Lesson 3: SQL Server Replication Types | Microsoft SQL Server 7 Data Warehousing Technical Support Training Kit

This lesson describes the three types of replication provided by SQL Server: snapshot, transactional, and merge replication. The characteristics of the three types are suited to different application and distributed data needs. Although the replication process is based on the Publisher/Subscriber metaphor for each type, they each use the replication agents and server resources differently.

A replication type applies to a single publication. It is possible to use multiple types of replication within the same database. The processes that implement the replication types are called agents. Agents are discussed at the end of this lesson.

After this lesson, you will be able to:

Explain the SQL Server replication types

Estimated lesson time: 35 minutes

Snapshot Replication

Snapshot replication is the periodic bulk transfer of an entire publication to Subscribers. It is the easiest type of replication to set up and maintain. Figure 7.6 illustrates snapshot replication. In this figure and many of the figures that follow, the replication agents are illustrated as a circle enclosing two curved arrows.

click to view at full size

Figure 7.6 Snapshot replication

The characteristics of snapshot replication are as follows:

It has a high degree of latency because data is refreshed only periodically.

It has a high degree of site autonomy.

Replicated tables do not require primary keys.

It is not suitable for very large publications.

It has low processor overhead because there is no continuous monitoring.

It provides efficiency for publications with very volatile data that might be updated multiple times between updates.

The Snapshot Replication Process

In snapshot replication, the Snapshot Agent reads the publication database and creates snapshot files in the distribution working folder (the Snapshot folder) on the Distributor. SQL Server stores status information in the distribution database but does not store data.

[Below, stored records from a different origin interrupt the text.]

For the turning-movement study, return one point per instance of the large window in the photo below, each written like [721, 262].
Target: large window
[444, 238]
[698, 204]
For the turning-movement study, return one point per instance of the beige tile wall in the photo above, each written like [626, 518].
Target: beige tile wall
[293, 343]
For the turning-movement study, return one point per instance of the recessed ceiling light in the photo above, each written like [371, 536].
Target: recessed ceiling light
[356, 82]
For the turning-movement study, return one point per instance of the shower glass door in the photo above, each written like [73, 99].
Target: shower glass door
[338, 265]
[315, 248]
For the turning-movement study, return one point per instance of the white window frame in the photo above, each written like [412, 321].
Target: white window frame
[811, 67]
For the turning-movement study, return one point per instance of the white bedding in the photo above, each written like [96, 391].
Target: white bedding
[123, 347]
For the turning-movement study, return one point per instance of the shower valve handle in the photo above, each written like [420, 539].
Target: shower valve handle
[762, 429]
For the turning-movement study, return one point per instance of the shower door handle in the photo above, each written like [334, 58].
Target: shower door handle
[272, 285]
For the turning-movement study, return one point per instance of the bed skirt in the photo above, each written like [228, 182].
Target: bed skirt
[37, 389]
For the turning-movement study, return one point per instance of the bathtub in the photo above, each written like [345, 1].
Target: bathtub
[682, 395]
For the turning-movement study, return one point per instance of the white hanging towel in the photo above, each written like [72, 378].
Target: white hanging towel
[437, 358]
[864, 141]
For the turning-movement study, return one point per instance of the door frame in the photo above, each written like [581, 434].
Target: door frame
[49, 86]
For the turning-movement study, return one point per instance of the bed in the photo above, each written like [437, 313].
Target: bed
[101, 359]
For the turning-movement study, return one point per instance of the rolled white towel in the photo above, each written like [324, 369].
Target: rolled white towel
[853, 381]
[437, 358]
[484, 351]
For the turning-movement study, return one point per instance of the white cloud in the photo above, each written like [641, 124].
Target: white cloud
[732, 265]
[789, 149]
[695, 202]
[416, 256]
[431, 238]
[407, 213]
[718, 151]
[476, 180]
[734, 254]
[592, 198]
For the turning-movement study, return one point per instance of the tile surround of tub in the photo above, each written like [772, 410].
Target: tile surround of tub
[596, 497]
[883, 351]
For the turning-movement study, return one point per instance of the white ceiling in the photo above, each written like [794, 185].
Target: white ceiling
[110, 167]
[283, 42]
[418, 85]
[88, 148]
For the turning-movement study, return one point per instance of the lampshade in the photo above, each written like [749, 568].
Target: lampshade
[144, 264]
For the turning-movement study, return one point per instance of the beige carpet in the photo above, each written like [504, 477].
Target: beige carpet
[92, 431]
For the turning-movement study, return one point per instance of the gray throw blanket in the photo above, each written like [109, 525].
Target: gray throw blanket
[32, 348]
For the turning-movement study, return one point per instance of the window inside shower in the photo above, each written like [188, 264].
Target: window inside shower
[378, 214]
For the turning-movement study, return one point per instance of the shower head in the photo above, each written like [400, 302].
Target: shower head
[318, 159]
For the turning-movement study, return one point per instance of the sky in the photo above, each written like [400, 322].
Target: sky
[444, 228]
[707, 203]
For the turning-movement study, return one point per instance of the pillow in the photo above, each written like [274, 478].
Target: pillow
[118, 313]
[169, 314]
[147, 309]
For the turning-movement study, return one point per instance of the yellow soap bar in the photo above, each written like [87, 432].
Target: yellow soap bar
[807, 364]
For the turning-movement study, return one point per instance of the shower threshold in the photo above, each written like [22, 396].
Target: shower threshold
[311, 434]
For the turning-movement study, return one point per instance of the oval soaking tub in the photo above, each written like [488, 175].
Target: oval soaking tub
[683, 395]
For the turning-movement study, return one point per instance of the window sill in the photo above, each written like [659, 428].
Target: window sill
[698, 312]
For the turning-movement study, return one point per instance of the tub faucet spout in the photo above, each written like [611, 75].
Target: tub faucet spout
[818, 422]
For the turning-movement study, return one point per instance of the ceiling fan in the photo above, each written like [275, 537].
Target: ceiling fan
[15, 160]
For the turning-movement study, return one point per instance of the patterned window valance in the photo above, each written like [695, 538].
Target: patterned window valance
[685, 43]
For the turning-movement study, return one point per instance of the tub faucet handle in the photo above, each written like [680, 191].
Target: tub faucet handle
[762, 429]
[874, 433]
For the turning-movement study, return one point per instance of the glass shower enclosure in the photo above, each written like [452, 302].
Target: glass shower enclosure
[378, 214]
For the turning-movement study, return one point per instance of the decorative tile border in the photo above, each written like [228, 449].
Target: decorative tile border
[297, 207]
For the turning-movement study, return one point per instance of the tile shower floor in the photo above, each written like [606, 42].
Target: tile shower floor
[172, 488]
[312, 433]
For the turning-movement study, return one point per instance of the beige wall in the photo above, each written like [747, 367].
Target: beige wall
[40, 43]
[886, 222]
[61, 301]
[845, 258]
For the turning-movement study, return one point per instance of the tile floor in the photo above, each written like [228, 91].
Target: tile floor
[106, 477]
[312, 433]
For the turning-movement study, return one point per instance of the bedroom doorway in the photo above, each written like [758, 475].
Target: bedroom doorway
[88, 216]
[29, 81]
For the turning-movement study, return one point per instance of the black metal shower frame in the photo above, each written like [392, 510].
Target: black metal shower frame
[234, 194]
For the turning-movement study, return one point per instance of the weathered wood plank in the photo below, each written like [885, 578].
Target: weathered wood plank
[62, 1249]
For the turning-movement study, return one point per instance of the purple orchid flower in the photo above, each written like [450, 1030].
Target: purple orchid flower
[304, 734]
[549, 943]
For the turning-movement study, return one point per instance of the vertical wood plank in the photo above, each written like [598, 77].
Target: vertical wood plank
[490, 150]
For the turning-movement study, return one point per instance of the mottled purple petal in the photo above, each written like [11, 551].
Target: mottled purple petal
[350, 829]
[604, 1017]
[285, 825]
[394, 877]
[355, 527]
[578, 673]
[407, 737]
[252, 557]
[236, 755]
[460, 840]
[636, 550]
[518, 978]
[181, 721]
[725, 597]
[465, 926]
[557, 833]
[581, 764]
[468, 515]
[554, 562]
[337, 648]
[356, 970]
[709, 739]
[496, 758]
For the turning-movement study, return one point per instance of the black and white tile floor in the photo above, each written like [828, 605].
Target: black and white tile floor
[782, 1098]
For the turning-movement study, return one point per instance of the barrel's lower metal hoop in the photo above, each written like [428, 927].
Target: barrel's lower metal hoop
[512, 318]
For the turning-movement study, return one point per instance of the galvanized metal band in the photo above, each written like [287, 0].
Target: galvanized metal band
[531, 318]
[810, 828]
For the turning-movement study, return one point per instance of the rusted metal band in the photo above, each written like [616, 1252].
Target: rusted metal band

The Distribution Agent, running on the Distributor for push subscriptions and on the Subscriber for pull subscriptions, applies snapshots of data from the distribution working folder to the Subscriber.

Transactional Replication

In transactional replication, incremental changes at the Publisher are replicated to the Subscriber. Figure 7.7 illustrates transactional replication.

click to view at full size

Figure 7.7 Transactional replication

Characteristics of transactional replication include the following:

Replication typically takes place with minimal latency (seconds).

It has a lower degree of site autonomy, especially if low latency is required.

Replicated tables require primary keys.

It is suitable for any size publication.

It involves continuous monitoring of transactions (insertions, updates, and deletions) in tables that are marked for replication.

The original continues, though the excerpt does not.